Hello Haunt Forum community.
This is my first post. I was given a chauvet hurricane 2d hazer a few years back. It's never worked right. Ive tried fixing it a few times and have narrowed it down to a couple things. 1st thing may be the tubing Ive used. Ive noticed this hazer, (as well as every fog machine I have) has this super soft tubing that runs from the pump to the holding container. I can't seem to find it in any hardware stores and Ive tried Rona, Lowes, Canadian Tire and 2 pet stores. Does anyone know what rubber, plastic, or whatever material those flexible soft tubing hoses are made of?


----------



## corey872 (Jan 10, 2010)

Welcome to the forum.
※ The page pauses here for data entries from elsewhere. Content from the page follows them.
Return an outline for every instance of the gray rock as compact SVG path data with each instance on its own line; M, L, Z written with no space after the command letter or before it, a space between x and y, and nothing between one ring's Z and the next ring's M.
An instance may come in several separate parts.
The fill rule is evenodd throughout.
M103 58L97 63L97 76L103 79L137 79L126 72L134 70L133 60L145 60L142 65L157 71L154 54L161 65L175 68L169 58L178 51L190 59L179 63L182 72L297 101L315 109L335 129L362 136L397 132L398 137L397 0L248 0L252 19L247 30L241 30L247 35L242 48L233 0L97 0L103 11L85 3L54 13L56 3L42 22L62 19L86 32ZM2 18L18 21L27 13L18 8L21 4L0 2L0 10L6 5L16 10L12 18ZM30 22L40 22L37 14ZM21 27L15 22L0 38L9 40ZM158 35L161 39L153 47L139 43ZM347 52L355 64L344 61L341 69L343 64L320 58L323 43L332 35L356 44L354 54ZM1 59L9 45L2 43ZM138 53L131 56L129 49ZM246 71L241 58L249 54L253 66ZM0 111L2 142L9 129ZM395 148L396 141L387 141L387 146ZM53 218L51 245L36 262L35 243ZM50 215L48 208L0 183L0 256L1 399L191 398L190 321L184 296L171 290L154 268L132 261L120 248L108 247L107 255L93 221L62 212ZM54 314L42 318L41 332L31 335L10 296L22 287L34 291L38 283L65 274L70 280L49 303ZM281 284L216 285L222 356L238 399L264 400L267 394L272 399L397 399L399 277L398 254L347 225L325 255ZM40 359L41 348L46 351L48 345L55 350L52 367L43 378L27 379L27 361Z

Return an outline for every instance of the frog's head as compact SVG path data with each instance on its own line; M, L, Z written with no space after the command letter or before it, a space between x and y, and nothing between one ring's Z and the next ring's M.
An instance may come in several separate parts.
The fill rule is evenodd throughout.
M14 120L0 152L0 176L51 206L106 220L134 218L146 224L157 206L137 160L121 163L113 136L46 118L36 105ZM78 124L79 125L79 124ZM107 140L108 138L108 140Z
Sorry I don't have anything here to compare. My fogger runs all copper line from the tank to pump, then on to the heat exchanger. Though if I had to guess, silicone tubing would likely be the soft/flexible stuff you're talking about and should have good chemical compatibility with fog juice. You'd probably have to run an online search and get the size you need from your favorite online retailer. If you have a local model/hobby shop, they might sell it as fuel line. Though as long as the tubing you have is not kinked or broken, it should not affect the fogger/hazer performance.


----------



## FPJ (Nov 14, 2021)

Thank you corey. I ordered a roll of the silicone tubing (I believe) I need. These Hazers are a bit tempermental. Ive been using haze fluid, but not the recommended kind in the manual. Most conpanies say to only use their brand, and usually its the most expensive, and unnecessary. In this case it may not be. to be continued...


----------



## corey872 (Jan 10, 2010)

No problem. Give it a shot and let us know how it goes. At least on the fogger side, 'the community' doesn't seem to necessarily recommend OEM fluids, though 'quality manufacturer' fluids *are* typically recommended. I have noticed some difference...mainly thicker fog... going from a 'big box' brand such as Target to a quality fluid like Froggys. So likely some truth to that. But if you're having trouble, going back to OEM would reduce at least one variable.


----------